Empresa justificou a paralisação da produção em três áreas pela 'falta de tecnologia' capaz de torná-los economicamente viáveis

Sabrina Valle / Rio, O Estado de S.Paulo

02 de julho de 2013 | 02h10

A OGX tem até a metade de setembro para entregar à Agência Nacional do Petróleo (ANP) um novo plano de desenvolvimento para os campos de Tubarão Tigre, Tubarão Gato e Tubarão Areia ou devolvê-los à União, segundo uma fonte da reguladora. Os três campos ficam na Bacia de Campos.

As regras da agência dão seis meses às empresas para apresentar o plano de desenvolvimento de um campo, depois de declararem se a área onde foi encontrado petróleo pode ou não ser explorada comercialmente.

Isso ocorre quando fica comprovado que a área pode produzir petróleo a um custo que torne a operação lucrativa para a empresa concessionária.

A declaração de comercialidade foi feita pela OGX em 14 de março e o prazo conta a partir dessa data. No momento, segundo a fonte da cúpula da agência, a OGX não tem obrigações imediatas com reguladora.

No caso do campo de Tubarão Azul, a OGX disse que submeterá à ANP uma revisão do plano de desenvolvimento que já está em execução. O campo foi uma das grandes apostas da empresa, mas a produção já estava muito abaixo do prometido e, ontem, a OGX disse que poderá parar de produzir nos três poços em operação ao longo do ano que vem. A ANP também analisará essa proposta.

Se não devolver os campos, a OGX pode submeter um novo plano com um cronograma de desenvolvimento para os próximos anos. A área técnica da ANP pode aprová-lo ou não.

No fato relevante de ontem, a OGX justificou o protelamento das três áreas dizendo que "não existe, no momento, tecnologia capaz de tornar economicamente viável o desenvolvimento" dos três campos.
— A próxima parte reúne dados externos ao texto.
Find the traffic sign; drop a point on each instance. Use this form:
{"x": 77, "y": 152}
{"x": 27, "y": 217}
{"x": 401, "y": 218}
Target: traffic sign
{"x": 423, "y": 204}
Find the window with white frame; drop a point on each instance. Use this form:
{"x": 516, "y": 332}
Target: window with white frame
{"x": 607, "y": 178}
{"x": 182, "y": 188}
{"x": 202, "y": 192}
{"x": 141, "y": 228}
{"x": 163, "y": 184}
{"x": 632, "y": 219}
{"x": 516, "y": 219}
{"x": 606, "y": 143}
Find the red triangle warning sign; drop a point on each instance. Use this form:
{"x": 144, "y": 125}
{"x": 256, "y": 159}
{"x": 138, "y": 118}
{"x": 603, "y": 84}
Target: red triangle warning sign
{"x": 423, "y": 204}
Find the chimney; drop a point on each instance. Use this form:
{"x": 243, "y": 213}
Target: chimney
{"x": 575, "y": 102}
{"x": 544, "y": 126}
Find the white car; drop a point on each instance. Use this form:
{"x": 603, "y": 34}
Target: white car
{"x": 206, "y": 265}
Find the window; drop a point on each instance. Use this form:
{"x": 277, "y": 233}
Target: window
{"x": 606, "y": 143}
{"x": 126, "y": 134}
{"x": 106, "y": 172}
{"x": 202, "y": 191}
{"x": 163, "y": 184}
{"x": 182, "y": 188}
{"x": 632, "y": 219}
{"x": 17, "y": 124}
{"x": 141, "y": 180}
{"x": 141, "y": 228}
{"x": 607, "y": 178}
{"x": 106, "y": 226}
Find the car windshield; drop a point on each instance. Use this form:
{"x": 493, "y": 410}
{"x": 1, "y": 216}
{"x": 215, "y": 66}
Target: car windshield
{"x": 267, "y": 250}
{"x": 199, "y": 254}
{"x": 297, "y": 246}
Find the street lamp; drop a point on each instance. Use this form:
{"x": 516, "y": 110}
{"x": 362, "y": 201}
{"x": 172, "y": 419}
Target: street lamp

Falta de caixa. Em tese, ainda há uma porta aberta para que a OGX retome a operação desses campos no futuro, caso apresente um plano que inclua nos próximos anos as tecnologias que diz não dispor hoje. Um analista, que preferiu não ser identificado, diz que o problema não é falta de tecnologia, e sim de caixa.

Mas as apostas são de que há mais chances de a OGX se concentrar nas áreas onde são melhores as perspectivas de produção, a exemplo do campo de Tubarão Martelo, também na Bacia de Campos, e do bloco BS-4, na Bacia de Santos.

A OGX comprou da Petrobrás em novembro de 2012, por US$ 270 milhões, 40% do bloco BS-4, na Bacia de Santos. O BS-4 contempla os campos de Atlanta e Oliva e é operado pela Queiroz Galvão (30%). A Barra Energia tem os 30% restantes.

No caso de Tubarão Martelo, a OGX também conta com o amparo da malaia Petronas, que comprou uma participação no campo em maio. O campo é um dos ativos dentro dos blocos BM-C-39 e BM-C-40, que a OGX vendeu uma participação de 40% à Petronas por US$ 850 milhões.